Off too Luton this weekend too the show, anyone else coming?


----------



## Wendy1969 (Jun 4, 2010)

Me and the 'White Nightmare' will be there Steve. Will you be taking pics?


----------



## Biawhiska (Mar 28, 2008)

No, not this year, going to Wyvern instead.


----------



## Steverags (Jul 19, 2010)

Wendy1969 said:


> Me and the 'White Nightmare' will be there Steve. Will you be taking pics?


I will have my CP tshirt on.


----------



## Soupie (Sep 2, 2008)

Steve can you do me a favour and get a picture of the LH 'white' ped pet kitten Mungo for CP and for my website?

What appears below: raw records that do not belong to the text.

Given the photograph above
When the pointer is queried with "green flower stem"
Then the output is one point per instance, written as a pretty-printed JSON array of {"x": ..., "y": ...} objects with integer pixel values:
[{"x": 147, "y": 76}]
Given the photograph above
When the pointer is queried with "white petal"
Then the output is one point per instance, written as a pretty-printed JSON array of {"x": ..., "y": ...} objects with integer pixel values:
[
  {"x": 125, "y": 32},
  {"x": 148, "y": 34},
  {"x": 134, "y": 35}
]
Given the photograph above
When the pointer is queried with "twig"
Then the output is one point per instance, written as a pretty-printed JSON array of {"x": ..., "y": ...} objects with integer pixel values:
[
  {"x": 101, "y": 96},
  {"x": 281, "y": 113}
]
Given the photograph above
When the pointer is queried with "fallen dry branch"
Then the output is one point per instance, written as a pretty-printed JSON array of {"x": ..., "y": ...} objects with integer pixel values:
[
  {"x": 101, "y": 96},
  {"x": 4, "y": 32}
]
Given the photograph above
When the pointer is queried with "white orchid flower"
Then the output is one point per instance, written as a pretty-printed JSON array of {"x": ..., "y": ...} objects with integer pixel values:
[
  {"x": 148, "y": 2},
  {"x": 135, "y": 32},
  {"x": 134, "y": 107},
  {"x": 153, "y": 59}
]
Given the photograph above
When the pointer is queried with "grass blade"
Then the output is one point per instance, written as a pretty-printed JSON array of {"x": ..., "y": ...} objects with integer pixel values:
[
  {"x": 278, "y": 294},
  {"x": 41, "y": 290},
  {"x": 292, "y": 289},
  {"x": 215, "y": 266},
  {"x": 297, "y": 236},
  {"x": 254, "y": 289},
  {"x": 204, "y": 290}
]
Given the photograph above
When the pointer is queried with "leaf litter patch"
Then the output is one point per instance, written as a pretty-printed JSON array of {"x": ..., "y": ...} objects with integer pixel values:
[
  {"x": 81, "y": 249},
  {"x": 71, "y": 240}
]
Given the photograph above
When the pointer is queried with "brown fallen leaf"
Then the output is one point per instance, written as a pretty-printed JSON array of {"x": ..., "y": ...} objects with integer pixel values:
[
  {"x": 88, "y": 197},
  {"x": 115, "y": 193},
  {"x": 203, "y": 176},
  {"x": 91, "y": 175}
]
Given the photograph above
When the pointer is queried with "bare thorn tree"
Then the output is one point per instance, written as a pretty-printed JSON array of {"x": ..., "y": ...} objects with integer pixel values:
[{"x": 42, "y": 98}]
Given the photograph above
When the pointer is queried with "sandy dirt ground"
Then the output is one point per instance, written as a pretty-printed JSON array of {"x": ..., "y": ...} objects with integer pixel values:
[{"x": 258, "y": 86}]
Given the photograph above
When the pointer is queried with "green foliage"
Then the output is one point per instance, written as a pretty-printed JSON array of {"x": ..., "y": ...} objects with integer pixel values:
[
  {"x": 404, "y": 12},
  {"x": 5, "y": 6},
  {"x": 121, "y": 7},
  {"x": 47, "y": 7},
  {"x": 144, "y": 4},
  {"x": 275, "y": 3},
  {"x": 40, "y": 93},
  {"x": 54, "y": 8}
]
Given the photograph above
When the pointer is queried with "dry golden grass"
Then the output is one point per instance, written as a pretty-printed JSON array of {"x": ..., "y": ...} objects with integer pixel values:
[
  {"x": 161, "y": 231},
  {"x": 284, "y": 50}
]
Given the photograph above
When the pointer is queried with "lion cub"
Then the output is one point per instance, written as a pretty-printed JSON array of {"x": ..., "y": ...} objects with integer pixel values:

He's actually a red silver shaded colourpoint but still looks white yet :lol:

Am at a BAC meeting so can't be there  but good luck for the show!


----------



## Wendy1969 (Jun 4, 2010)

I will definately go and have a look for him! I will have my camera with me too  Will he be in the catalogue as 'Mungo'? x


----------



## Soupie (Sep 2, 2008)

Ooh fab - that or Mungojerrie - he's one of a kind Wendy as in first silver shaded point of his kind born in this country!! You can't miss him


----------



## Steverags (Jul 19, 2010)

I found him and got some photos Sarah, you should have said it was Gemma who had him, know Gemma well from the slh section.. Will upload them later today


----------



## BSH (Jul 28, 2010)

How was the show Steve?


----------



## Steverags (Jul 19, 2010)

After a bad start to the day the show was good, we didn't get any BOBs this year, first year in ages at this show, Bobby got rreserve Grand and Rosey got first in her open, Bleu after getting Absent put on his slip, the class was rejudged and he came 3rd  but he got a bottle of wine for coming first in club class.


----------



## BSH (Jul 28, 2010)

They were all placed though, so well done.
How did they miss him? Was he hiding under his blanket when they came to his pen, or had he popped out for 5 mins? 
I hope he donates his bottle of wine to you for taking him all the way there


----------



## Steverags (Jul 19, 2010)

BSH said:


> They were all placed though, so well done.
> How did they miss him? Was he hiding under his blanket when they came to his pen, or had he popped out for 5 mins?
> I hope he donates his bottle of wine to you for taking him all the way there


There was an empty penn next too him, we think the steward got her penns crossed :confused1:

The bottle of wine along with the rosettes are going with him too his new home.


----------



## Soupie (Sep 2, 2008)

Steverags said:


> I found him and got some photos Sarah, you should have said it was Gemma who had him, know Gemma well from the slh section.. Will upload them later today


doh sorry I forget she does raggies too! Thanks! :thumbup:


----------